WebRTC and the future of the service industry

When it gets here WebRTC is going to be huge – when that will be is anyone’s guess though. I can see quite a few service providers taking advantage of short, real time video chats with tablets and phones.

Case study:
The concrete sidewalk in front of my house is sinking in spots so I need it lifted. Per usual, I called as many people I could find on Google to quote the job. One company couldn’t make it to my house for two weeks (and their office is all of five miles away!). Once at my house, the estimator took one look at it and said he couldn’t do it. Well, that was a waste of me being home, waste of his time and since they put me off two weeks, it delayed the project. Now had I been able to take my iPad and video it with the estimator watching from the comfort of his office directing me where to point my camera, the whole issue could have been resolved in about a minute.

I see top service providers being able to use WebRTC to increase their service and provide more timely estimates for customers. Of course, nothing beats a service provider being hands on, but for simple yes/no, your project is or is not an emergency, etc., video is perfect. Service providers could simply add on to a customer’s existing service contract to offset the cost.

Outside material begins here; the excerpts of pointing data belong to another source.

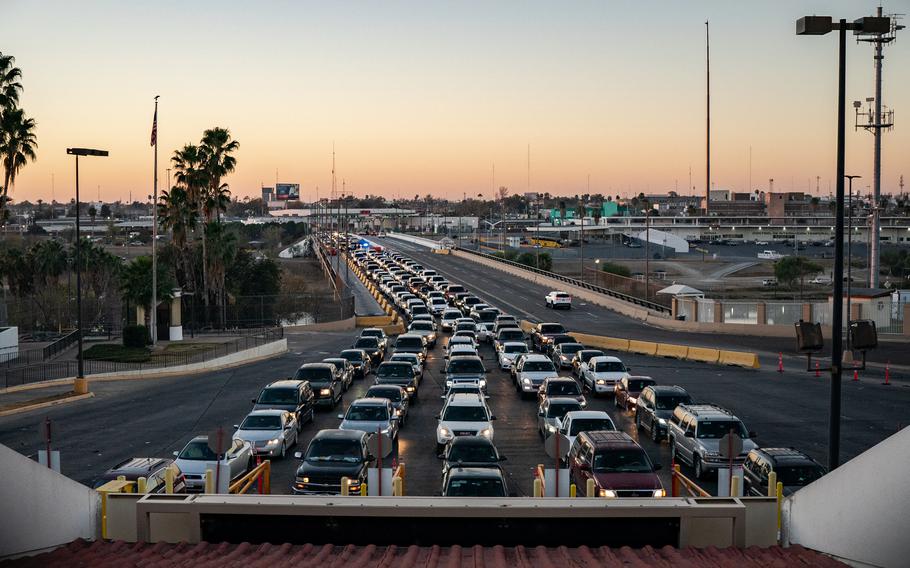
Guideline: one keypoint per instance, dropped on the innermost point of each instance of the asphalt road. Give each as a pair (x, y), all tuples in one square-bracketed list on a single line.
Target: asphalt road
[(158, 416)]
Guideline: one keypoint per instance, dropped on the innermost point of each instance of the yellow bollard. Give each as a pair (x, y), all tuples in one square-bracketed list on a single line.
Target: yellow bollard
[(772, 484), (169, 479), (209, 481)]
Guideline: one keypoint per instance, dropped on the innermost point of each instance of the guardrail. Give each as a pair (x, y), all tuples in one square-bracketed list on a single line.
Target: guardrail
[(575, 282)]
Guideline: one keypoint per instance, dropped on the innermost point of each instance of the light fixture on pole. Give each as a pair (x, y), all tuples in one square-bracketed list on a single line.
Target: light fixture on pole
[(80, 386)]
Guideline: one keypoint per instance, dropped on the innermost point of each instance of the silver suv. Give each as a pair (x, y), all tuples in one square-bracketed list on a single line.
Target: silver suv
[(694, 435)]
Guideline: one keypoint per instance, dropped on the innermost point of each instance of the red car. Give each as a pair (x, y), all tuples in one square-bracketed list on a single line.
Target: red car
[(618, 466)]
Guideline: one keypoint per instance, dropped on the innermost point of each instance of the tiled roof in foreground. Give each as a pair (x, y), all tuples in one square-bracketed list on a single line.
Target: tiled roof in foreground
[(245, 555)]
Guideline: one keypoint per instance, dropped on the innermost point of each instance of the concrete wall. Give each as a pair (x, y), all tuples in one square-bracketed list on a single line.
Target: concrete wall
[(42, 508), (858, 512)]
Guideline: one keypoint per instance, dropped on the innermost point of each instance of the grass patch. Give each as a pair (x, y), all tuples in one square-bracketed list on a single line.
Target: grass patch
[(119, 353)]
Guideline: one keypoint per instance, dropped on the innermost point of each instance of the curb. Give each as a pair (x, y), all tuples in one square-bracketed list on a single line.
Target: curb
[(48, 404)]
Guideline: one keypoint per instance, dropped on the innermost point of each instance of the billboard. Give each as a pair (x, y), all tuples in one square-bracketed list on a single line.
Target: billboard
[(287, 191)]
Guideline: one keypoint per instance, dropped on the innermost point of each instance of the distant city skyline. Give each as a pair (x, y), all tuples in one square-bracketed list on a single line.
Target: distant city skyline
[(424, 98)]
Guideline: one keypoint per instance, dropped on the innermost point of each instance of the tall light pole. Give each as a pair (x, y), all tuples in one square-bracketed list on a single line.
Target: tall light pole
[(821, 25), (80, 386)]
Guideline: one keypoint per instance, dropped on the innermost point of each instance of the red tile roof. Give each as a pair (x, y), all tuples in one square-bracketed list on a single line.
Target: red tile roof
[(245, 555)]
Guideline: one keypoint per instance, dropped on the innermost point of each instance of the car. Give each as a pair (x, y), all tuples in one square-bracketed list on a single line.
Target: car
[(551, 410), (577, 421), (269, 432), (470, 451), (426, 329), (581, 358), (196, 457), (465, 369), (542, 333), (561, 387), (511, 350), (618, 466), (794, 470), (411, 343), (656, 404), (695, 433), (602, 374), (152, 469), (398, 396), (360, 360), (400, 373), (371, 415), (474, 482), (626, 391), (463, 415), (330, 456), (373, 348), (530, 372), (344, 369), (325, 380), (564, 353), (295, 396), (378, 333), (556, 300)]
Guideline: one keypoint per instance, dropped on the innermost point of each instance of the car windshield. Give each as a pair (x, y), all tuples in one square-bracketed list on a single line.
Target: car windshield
[(714, 429), (397, 370), (637, 385), (314, 374), (473, 453), (621, 461), (256, 422), (559, 410), (334, 450), (465, 366), (609, 367), (539, 366), (472, 487), (197, 450), (566, 388), (590, 425), (798, 475), (465, 414), (671, 402), (278, 396), (368, 412), (392, 394)]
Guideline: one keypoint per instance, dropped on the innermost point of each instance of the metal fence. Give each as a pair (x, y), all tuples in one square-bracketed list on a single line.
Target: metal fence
[(64, 369)]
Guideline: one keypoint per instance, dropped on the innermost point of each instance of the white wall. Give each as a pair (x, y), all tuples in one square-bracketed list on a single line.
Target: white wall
[(41, 508), (858, 512)]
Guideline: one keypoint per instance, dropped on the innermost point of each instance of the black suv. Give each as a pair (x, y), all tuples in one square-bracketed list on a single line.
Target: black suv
[(793, 468), (655, 407), (331, 455), (295, 396)]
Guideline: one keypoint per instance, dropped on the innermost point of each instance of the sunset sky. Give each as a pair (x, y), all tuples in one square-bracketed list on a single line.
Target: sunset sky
[(424, 97)]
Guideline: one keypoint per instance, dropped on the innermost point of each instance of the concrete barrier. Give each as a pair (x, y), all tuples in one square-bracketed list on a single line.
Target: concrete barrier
[(642, 347), (673, 351), (739, 359), (703, 354)]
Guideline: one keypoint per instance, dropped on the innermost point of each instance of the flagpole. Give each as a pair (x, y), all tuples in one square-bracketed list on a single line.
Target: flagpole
[(154, 314)]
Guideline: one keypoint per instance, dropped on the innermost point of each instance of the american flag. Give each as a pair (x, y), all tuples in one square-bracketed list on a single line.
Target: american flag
[(155, 127)]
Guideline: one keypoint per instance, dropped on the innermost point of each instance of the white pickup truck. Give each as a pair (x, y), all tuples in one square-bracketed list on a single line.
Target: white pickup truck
[(556, 299)]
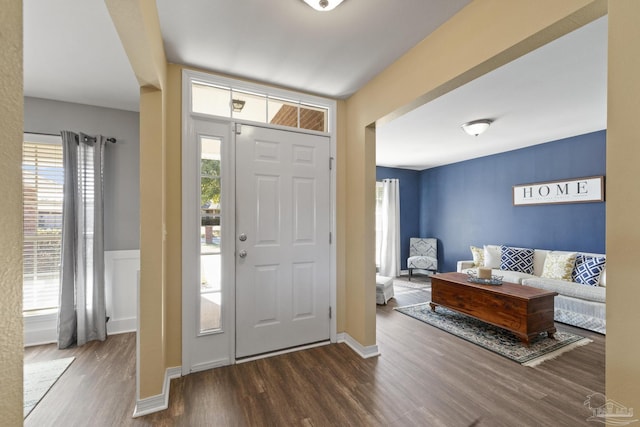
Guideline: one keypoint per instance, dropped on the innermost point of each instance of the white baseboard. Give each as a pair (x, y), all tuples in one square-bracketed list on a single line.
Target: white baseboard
[(362, 351), (159, 402)]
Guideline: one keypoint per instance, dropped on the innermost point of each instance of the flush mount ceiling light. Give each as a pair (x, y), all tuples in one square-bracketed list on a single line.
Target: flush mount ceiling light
[(237, 105), (323, 5), (476, 127)]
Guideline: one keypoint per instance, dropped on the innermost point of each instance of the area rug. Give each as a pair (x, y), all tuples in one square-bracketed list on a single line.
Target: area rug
[(496, 339), (39, 377)]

Here are a couple of services we could see benefiting from WebRTC based on real world situations that have happened to me:

HVAC – if your heat pump is making an odd noise, or you THINK it’s making an odd noise, you can have your technician take a virtual overview of your system. Again, being able to direct the customer on what to point the camera at is very useful as opposed to taking a video, posting it to YouTube and emailing the link to your HVAC company.

General contracting – if you’ve had any work done at your house, it’s not atypical that the GC isn’t around except for the start and end of the job. Typically, the people doing the work aren’t allowed to make subjective judgment calls regarding what it is they are doing, they are just there to do the work. With video chatting on demand, once again you could take your phone or tablet and show the GC what happened as opposed to calling, scheduling a time for them to come out and possibly delay your project.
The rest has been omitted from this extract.